## Departmental Papers (CIS)

#### Date of this Version

June 2004

#### Document Type

Conference Paper

#### Recommended Citation

Michael B. Greenwald and Sanjeev Khanna, "Power-Conserving Computation of Order-Statistics over Sensor Networks", . June 2004.

#### Abstract

We study the problem of power-conserving computation of order statistics in sensor networks. Significant power-reducing optimizations have been devised for computing simple aggregate queries such as COUNT, AVERAGE, or MAX over sensor networks. In contrast, aggregate queries such as MEDIAN have seen little progress over the brute force approach of forwarding all data to a central server. Moreover, battery life of current sensors seems largely determined by communication costs - therefore we aim to minimize the number of bytes transmitted. Unoptimized aggregate queries typically impose extremely high power consumption on a subset of sensors located near the server. Metrics such as total communication cost underestimate the penalty of such imbalance: network lifetime may be dominated by the worst-case replacement time for depleted batteries.

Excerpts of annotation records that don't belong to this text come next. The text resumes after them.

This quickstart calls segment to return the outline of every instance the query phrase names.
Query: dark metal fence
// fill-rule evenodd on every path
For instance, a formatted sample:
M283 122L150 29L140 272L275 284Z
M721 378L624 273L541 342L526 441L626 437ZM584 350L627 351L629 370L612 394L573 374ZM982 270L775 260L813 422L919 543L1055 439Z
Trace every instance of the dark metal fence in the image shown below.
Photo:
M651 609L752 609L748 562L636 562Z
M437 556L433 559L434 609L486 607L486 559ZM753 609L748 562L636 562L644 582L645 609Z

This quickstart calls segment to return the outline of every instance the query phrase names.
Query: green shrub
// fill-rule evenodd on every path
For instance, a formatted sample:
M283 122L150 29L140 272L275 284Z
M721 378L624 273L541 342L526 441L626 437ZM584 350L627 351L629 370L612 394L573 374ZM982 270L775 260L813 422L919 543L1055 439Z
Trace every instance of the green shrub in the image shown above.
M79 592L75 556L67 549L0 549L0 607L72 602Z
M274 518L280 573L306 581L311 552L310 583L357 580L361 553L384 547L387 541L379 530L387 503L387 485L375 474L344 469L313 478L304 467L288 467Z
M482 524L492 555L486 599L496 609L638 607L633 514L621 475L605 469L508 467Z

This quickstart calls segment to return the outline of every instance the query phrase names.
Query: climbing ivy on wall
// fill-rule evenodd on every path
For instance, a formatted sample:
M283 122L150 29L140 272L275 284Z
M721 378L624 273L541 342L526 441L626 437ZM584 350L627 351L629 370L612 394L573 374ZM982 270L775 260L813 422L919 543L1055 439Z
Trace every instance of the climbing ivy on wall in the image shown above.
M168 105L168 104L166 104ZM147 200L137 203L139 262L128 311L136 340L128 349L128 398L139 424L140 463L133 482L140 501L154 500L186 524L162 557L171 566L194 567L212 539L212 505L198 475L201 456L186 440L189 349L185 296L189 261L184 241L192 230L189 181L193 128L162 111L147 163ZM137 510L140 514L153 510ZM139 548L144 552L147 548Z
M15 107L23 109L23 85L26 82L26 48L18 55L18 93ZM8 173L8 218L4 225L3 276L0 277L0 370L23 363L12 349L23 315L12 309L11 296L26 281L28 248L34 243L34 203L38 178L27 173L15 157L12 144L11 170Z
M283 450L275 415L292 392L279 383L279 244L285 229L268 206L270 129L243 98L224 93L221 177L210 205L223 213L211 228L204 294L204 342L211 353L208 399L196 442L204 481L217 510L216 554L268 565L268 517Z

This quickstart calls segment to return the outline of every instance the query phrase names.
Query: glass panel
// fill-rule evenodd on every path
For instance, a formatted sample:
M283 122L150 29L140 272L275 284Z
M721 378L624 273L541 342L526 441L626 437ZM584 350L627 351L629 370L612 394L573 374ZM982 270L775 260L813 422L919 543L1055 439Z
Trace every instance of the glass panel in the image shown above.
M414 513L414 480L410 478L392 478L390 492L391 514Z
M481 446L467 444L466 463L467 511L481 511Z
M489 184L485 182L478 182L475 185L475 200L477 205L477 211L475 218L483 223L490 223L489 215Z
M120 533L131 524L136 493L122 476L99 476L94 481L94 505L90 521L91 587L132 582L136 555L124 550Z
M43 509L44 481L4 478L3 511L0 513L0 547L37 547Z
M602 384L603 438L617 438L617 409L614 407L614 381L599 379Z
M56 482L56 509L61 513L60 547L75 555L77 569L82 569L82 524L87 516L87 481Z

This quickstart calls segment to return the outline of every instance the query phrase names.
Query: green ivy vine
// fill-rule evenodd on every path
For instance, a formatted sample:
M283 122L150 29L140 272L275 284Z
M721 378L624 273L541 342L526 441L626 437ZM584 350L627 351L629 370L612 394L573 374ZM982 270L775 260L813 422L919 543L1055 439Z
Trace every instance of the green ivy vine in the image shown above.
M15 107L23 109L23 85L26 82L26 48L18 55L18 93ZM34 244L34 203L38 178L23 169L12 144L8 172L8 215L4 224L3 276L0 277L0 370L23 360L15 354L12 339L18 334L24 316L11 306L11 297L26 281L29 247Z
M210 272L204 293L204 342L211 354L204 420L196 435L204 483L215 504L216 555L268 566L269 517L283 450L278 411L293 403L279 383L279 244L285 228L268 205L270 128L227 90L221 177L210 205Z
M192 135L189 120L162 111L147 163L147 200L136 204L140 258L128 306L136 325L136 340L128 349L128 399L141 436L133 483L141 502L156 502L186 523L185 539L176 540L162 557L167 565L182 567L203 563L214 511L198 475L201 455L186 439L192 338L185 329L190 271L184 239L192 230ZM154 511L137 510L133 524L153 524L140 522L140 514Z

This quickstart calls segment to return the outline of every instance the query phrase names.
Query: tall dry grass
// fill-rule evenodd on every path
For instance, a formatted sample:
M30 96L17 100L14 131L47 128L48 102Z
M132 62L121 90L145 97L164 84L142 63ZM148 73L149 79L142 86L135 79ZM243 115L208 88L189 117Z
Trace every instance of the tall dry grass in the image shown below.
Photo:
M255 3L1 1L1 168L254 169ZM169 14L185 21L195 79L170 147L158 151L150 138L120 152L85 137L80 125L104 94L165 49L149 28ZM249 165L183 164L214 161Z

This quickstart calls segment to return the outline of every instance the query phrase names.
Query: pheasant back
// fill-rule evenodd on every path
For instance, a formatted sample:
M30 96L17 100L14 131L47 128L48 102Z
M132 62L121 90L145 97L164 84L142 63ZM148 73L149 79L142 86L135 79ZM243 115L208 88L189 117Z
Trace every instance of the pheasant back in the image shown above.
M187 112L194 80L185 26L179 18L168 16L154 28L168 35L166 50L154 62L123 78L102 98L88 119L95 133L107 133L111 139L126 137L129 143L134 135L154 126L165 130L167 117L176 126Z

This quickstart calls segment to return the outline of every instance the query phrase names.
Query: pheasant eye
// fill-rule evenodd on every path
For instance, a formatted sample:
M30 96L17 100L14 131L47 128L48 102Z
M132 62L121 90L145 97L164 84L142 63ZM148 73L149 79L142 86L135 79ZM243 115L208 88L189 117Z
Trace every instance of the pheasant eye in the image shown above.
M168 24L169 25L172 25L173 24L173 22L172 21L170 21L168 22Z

In this paper, we design the first algorithms for computing order-statistics such that power consumption is balanced across the entire network. Our first main result is a distributed algorithm ε-approximate quantile summary of the sensor data such that each sensor transmits only *O*(log^{2}*n*/ε) data values, *irrespective of the network topology*, an improvement over the current worst-case behavior of Ω(*n*). Second, we show an improved result when the height, *h*, of the network is significantly smaller than *n*. Our third result is that we can exactly compute any order statistic (e.g., median) in a distributed manner such that each sensor needs to transmit *O*(log^{3}*n*) values.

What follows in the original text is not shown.